Spin-independent interferences and spin-dependent interactions with scalar dark matter

TL;DR

This paper investigates mechanisms of interference that suppress spin-independent interactions in scalar dark matter scattering, exploring models with scalar and vector interactions, and analyzing their compatibility with experimental constraints and signals.

Contribution

It introduces detailed models of interference effects in scalar dark matter interactions, including scalar and vector mediated scenarios, with predictions consistent with various experimental results.

Findings

Destructive interference can suppress spin-independent scattering in certain models.

Some scenarios remain compatible with Xenon detector limits and CoGeNT/CDMS-Si signals.

Interference effects can lead to dominant spin-dependent interactions at specific parameter regions.

Abstract

We explore mechanisms of interferences under which the spin-independent interaction in the scattering of scalar dark matter with nucleus is suppressed. We offer a detailed derivation of the nuclear amplitudes based on the interactions with quarks in the framework of a nonuniversal $U(1)'$ extension of the standard model. By assuming a range of parameters compatible with collider searches, electroweak observables and dark matter abundance, we find scenarios for destructive interferences with and without isospin symmetry.

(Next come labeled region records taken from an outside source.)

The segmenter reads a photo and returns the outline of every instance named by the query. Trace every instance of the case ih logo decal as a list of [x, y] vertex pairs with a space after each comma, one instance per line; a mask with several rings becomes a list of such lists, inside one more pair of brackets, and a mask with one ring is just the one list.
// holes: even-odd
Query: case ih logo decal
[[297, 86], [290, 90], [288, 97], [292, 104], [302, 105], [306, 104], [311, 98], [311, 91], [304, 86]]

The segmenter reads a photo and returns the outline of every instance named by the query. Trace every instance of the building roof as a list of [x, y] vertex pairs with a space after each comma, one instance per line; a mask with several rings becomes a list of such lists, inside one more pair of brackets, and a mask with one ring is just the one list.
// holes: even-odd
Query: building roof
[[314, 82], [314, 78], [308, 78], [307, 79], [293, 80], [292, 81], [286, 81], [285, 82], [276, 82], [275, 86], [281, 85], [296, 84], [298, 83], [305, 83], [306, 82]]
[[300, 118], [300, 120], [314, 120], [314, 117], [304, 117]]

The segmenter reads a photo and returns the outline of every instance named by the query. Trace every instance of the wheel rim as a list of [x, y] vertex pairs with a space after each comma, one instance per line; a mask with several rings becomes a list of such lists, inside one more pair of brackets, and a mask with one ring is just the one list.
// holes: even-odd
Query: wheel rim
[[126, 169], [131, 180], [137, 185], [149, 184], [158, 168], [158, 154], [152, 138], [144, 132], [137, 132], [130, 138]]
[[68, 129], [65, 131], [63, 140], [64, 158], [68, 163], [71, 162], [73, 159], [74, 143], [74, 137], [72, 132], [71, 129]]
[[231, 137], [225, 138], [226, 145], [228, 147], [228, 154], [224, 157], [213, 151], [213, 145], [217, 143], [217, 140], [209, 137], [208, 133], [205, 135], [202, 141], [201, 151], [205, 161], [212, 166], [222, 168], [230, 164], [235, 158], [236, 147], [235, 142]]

The model reveals solutions with mutually interfering scalar particles, canceling the effective spin-independent coupling with only scalar interactions, which requires an extra Higgs boson with mass $M_{H}>125$ GeV. The model also possesses scenarios with only vector interactions through two neutral gauge bosons, $Z$ and $Z'$. Due to the nonuniversality of the $U(1)'$ symmetry, we distinguish two family structures of the quark sector with different numerical predictions. In one case, we obtain cross sections that pass all the Xenon-based detector experiments. In the other case, limits from LUX experiment enclose an exclusion region for dark matter between $9$ and $800$ GeV. We examine a third scenario with isospin-violating couplings where interferences between scalar and vector boson exchanges cancel the scattering. We provide solutions where interactions with Xenon-based detectors is suppressed for light dark matter, below $6$ GeV, while interactions with Germanium- and Silicon-based detectors exhibit solutions up to the regions of interest for positive signals reported by CoGeNT and CDMS-Si experiments, and compatible with the observed DM relic density for DM mass in the range $8.3-10$ GeV. Spin-dependent interactions become the dominant source of scattering around the interference regions, where Maxwellian speed distribution is considered.